The set opens with a couple of intimate numbers: desert ghost song ‘Rosalie’ and ‘The Wedding Theme’ forCandy – one of a few Australian films she’s scored. And already, she’s close to tears: “I was dreaming I was flying over everything and laughing”.
“Sorry,” she laughs. “I get a little emotionally involved. Thank you for your patience with my psychotic existence. I’ve learned to live with it… all the time.”
Napolitano’s in possession the sort of voice that suits smoky nights, rough mornings and remorse – and you don’t earn that timbre by taking the path of least resistance in life. Owning up that she just flooded the neighbouring hotel rooms by leaving her bath running (“The last time that happened, I…”), she leads us through an occasionally stumbling set that has an enjoyable, flying-by-the-seat-of-pants feel. You get the idea that Napolitano doesn’t know what’s going to happen next any more than we do.

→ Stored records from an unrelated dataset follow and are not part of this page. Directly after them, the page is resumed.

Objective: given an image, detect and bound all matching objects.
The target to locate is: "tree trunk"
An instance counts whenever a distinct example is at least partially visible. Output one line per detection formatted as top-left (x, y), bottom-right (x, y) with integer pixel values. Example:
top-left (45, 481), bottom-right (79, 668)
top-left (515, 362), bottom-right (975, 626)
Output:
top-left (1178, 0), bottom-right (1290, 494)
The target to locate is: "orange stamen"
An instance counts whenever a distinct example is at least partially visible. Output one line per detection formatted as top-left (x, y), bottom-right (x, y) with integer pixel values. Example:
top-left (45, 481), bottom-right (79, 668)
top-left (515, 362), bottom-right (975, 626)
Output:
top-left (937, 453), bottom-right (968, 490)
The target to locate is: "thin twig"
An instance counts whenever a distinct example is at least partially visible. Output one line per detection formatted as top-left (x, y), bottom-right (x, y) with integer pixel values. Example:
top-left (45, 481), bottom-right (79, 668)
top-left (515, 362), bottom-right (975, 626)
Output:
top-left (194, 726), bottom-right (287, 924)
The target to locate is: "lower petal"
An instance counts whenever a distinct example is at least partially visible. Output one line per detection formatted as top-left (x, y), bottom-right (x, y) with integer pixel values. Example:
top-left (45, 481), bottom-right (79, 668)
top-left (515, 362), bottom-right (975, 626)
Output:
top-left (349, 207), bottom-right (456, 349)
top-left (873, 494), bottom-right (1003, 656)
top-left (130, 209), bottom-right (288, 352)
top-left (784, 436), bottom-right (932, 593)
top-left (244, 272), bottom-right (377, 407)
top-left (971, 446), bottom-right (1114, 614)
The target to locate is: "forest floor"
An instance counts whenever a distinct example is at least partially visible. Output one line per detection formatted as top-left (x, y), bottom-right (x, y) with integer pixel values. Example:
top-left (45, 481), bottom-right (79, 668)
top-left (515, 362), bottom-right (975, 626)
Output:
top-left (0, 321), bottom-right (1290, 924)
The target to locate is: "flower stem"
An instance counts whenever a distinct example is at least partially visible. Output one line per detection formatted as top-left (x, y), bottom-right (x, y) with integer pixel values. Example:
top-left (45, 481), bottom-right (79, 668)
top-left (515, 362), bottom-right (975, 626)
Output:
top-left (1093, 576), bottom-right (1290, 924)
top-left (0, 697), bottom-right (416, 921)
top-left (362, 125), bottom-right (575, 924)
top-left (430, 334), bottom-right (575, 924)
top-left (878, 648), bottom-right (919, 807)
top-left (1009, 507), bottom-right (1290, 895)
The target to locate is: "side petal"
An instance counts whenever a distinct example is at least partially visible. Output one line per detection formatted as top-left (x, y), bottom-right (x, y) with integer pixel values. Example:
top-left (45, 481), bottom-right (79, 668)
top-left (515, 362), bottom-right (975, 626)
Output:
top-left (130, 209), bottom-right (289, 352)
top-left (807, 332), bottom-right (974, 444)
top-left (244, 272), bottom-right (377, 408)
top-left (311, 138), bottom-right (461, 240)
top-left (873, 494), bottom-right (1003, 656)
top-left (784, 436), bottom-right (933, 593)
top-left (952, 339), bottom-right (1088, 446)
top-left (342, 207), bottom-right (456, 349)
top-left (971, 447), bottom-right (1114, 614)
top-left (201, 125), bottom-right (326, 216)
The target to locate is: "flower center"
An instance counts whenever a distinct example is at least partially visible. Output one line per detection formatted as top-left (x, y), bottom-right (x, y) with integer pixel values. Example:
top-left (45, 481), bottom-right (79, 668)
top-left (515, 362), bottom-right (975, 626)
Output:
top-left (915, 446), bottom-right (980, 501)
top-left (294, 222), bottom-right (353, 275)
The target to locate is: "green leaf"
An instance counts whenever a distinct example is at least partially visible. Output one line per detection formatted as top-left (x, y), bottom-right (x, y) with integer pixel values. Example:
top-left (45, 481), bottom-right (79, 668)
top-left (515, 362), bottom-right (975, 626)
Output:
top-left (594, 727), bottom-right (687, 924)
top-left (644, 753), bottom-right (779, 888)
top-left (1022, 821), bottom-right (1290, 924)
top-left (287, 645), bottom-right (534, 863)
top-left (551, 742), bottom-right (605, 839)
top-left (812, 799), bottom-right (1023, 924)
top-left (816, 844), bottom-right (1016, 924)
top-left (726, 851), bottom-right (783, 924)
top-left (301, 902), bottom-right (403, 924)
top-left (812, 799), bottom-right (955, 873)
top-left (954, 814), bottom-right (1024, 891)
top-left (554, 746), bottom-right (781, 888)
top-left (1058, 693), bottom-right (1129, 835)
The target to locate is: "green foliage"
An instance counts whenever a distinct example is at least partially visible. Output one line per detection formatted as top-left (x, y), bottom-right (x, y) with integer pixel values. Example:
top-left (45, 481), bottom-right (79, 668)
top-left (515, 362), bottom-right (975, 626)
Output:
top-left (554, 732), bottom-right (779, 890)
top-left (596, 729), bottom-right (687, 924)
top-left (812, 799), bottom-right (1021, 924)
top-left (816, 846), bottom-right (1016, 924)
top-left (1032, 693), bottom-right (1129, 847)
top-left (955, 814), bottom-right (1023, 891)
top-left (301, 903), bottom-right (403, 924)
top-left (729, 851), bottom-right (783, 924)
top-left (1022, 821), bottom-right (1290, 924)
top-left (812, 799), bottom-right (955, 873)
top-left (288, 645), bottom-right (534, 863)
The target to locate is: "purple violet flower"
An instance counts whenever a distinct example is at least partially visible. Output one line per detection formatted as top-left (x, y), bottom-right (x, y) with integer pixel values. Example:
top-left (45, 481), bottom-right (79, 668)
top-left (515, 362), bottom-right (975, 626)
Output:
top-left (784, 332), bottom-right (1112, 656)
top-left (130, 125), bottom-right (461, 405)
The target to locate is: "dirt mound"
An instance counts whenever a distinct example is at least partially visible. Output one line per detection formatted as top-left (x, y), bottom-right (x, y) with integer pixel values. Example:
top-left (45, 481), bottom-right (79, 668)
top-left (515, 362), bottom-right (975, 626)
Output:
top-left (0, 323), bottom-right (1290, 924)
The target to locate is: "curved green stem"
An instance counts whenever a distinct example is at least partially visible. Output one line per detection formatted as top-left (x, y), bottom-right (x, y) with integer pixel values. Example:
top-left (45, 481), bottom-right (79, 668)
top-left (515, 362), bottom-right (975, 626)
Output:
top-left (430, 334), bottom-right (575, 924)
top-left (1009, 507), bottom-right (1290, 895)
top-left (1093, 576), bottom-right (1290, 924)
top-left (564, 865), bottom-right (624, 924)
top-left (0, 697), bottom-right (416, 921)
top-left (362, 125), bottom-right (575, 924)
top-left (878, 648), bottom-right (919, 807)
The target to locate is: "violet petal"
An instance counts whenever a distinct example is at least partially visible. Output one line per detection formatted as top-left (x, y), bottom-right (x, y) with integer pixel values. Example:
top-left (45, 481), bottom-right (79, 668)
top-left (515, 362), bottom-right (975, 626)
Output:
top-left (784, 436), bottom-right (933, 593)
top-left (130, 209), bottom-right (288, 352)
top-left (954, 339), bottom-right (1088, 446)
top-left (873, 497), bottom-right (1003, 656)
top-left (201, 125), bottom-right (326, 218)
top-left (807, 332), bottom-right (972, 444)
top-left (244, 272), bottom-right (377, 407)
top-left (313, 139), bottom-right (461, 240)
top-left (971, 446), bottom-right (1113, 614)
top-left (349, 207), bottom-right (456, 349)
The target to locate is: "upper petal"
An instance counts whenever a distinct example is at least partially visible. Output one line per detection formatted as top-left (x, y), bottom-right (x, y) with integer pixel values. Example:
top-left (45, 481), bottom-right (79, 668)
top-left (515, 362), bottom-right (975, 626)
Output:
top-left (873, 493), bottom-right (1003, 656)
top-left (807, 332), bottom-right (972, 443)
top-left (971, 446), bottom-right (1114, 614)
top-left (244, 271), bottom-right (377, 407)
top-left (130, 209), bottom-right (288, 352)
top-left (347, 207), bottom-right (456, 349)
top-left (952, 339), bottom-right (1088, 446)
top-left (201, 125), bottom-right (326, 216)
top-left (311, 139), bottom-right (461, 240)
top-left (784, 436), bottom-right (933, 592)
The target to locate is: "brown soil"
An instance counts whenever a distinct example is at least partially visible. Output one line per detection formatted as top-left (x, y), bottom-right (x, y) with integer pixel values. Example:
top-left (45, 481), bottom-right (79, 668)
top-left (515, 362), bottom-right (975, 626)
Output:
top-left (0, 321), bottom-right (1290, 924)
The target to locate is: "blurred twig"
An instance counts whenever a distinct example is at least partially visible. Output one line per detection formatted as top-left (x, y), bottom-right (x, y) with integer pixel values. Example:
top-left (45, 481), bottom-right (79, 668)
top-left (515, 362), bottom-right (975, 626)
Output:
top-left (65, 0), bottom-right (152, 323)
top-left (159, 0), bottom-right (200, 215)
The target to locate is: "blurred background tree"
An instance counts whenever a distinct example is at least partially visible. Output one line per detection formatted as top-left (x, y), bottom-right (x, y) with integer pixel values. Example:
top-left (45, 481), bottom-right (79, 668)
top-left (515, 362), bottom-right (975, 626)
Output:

Both her home in the Joshua Tree desert and the spiritual city of New Orleans have made their mark on her writing, appealing to the esoteric side of her nature that saw her working as a telephone psychic until recently. She rumbles through a thoroughly haunted rendition of country classic ‘Ghost Riders in the Sky’, then introduces the first of many drinking songs: Concrete Blonde’s ‘Take Me Home’. “Remember when we used to stumble down the boulevard… St Kilda Boulevard!” she yells, gamely. “Oh boy, it was nasty … So, don’t you cry, it’ll give you lines around your eyes…”
The song’s more than likely about Marc Moreland of Wall of Voodoo, who met Napolitano on Concrete Blonde’s first Australian tour and died of liver failure in 2003. And if it’s not, well, Concrete Blonde evergreen hit ‘Joey’ definitely is. Napolitano sets the song up by telling the story of drinking and smoking with Moreland in a European bar. (“Or it could have been Mexico.”)
“Is ‘Joey’ about me?” Moreland asked, through a plume of smoke.
Napolitano shrugged. “Yeah.”
“Do you owe me money?”
She laughs uproariously. As it turns out, ‘Joey’ isn’t a highlight of the set tonight; feeling a little rushed and carrying the weight of everyone’s expectations on its shoulders. “Sheesh, how do you fuck up ’Joey’?” she mutters after one stumble, and when she hits the top “Ohhhhh” in the chorus, the two men next to me lean back in… relief? Awe? Nerves? Raw emotion? There’s plenty of that flying around tonight.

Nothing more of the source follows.